Essere il padrone del mondo o l’ultimo “miserabile” sulla faccia della terra non fa alcuna differenza: davanti alle esigenze morali siamo tutti assolutamente uguali” (VS 97).
6. Preciso nella dottrina, devi essere umile e amabile nel presentarla.
Nelle discussioni che fai è sufficiente dire: “quello che dici non è conforme alla legge di Dio e all’insegnamento della Chiesa. Se io fossi in te, prima di fare la Santa Comunione andrei a confessarmi”.

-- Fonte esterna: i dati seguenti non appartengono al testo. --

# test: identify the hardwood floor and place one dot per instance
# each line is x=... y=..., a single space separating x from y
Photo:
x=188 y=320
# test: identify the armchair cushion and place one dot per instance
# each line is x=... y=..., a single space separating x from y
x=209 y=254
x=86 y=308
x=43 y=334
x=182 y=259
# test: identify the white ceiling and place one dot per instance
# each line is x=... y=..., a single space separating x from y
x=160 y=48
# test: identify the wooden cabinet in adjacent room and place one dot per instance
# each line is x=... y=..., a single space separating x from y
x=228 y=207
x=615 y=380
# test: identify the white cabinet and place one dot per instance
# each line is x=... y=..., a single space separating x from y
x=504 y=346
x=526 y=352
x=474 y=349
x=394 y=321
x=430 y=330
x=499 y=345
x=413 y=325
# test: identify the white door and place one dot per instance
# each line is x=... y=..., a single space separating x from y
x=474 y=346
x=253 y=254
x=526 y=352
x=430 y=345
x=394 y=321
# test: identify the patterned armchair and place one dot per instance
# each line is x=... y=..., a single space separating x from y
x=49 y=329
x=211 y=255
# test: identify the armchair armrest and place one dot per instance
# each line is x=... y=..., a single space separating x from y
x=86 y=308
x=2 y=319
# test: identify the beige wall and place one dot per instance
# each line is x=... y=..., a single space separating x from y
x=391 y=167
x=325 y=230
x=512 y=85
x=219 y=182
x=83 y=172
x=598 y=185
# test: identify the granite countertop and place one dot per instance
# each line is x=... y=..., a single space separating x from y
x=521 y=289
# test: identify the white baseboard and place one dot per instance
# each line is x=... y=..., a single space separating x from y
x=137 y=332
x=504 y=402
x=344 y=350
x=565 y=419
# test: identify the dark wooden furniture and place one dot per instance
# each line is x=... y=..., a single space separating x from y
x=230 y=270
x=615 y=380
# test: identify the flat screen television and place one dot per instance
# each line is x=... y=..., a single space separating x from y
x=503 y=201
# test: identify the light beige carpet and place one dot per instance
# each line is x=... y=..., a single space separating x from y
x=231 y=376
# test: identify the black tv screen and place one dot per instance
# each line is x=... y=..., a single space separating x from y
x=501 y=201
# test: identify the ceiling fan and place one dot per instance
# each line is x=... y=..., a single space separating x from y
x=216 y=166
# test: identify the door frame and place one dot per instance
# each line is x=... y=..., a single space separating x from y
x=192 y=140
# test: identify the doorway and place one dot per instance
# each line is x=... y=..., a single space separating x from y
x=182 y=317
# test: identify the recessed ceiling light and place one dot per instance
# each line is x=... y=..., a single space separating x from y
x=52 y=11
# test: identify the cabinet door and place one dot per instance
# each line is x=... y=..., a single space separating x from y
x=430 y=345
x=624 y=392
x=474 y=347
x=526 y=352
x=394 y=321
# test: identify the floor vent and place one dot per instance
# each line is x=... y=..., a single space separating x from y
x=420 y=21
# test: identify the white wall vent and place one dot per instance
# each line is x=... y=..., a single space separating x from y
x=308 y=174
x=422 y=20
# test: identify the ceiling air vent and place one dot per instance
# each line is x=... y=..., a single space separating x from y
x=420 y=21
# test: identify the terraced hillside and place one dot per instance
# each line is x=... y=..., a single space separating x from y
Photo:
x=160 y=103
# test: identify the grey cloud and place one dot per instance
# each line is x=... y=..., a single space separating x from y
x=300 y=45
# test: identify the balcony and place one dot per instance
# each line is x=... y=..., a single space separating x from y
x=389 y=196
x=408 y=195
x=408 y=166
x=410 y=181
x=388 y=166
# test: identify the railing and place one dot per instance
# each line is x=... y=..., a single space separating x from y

E se costoro insistessero: “Ma nel mio caso non posso fare diversamente”, continua a proporre la confessione: “Guarda, è meglio essere umili davanti al Signore. Per questa umiltà Dio ricompensa sempre.
Anche la Chiesa insegna così: «E se il peccato facesse ancora presa su di loro, non si scoraggino, ma ricorrano con umile perseveranza alla misericordia di Dio, che viene elargita nel sacramento della Penitenza»” (Humanae Vitae 25).
7. Inoltre, per essere umile, amabile e accolto da tutti fai quello che faceva santa Teresina del Bambin Gesù prima di fare qualche osservazione.
Alle novizie a lei affidate, che erano convinte che avesse il dono di leggere nelle anime tanto era precisa e delicata nell’intervenire, rispondeva: “Non ho affatto questo dono, ma ecco il mio segreto: non faccio mai un’osservazione senza invocare la Santa Vergine. Le chiedo di ispirarmi ciò che dovrà farle maggiormente bene. Dopo ciò, le confesso, che spesso io stessa sono meravigliata di alcune cose che le dico senza aver prima riflettuto. Sento soltanto di non sbagliare, e di esprimere a lei la volontà divina” (Processo Apostolico 2347, suor Maria della Trinità).
8. Infine prega e fa qualche sacrificio per le persone che vedi lontane dagli insegnamenti di Dio e della Chiesa.
Alla parola è sempre necessario unire il sacrificio che, con l’aiuto della grazia, ha possibilità di far aprire la mente e il cuore dei nostri interlocutori.
Ti ricordo al Signore e ti benedico.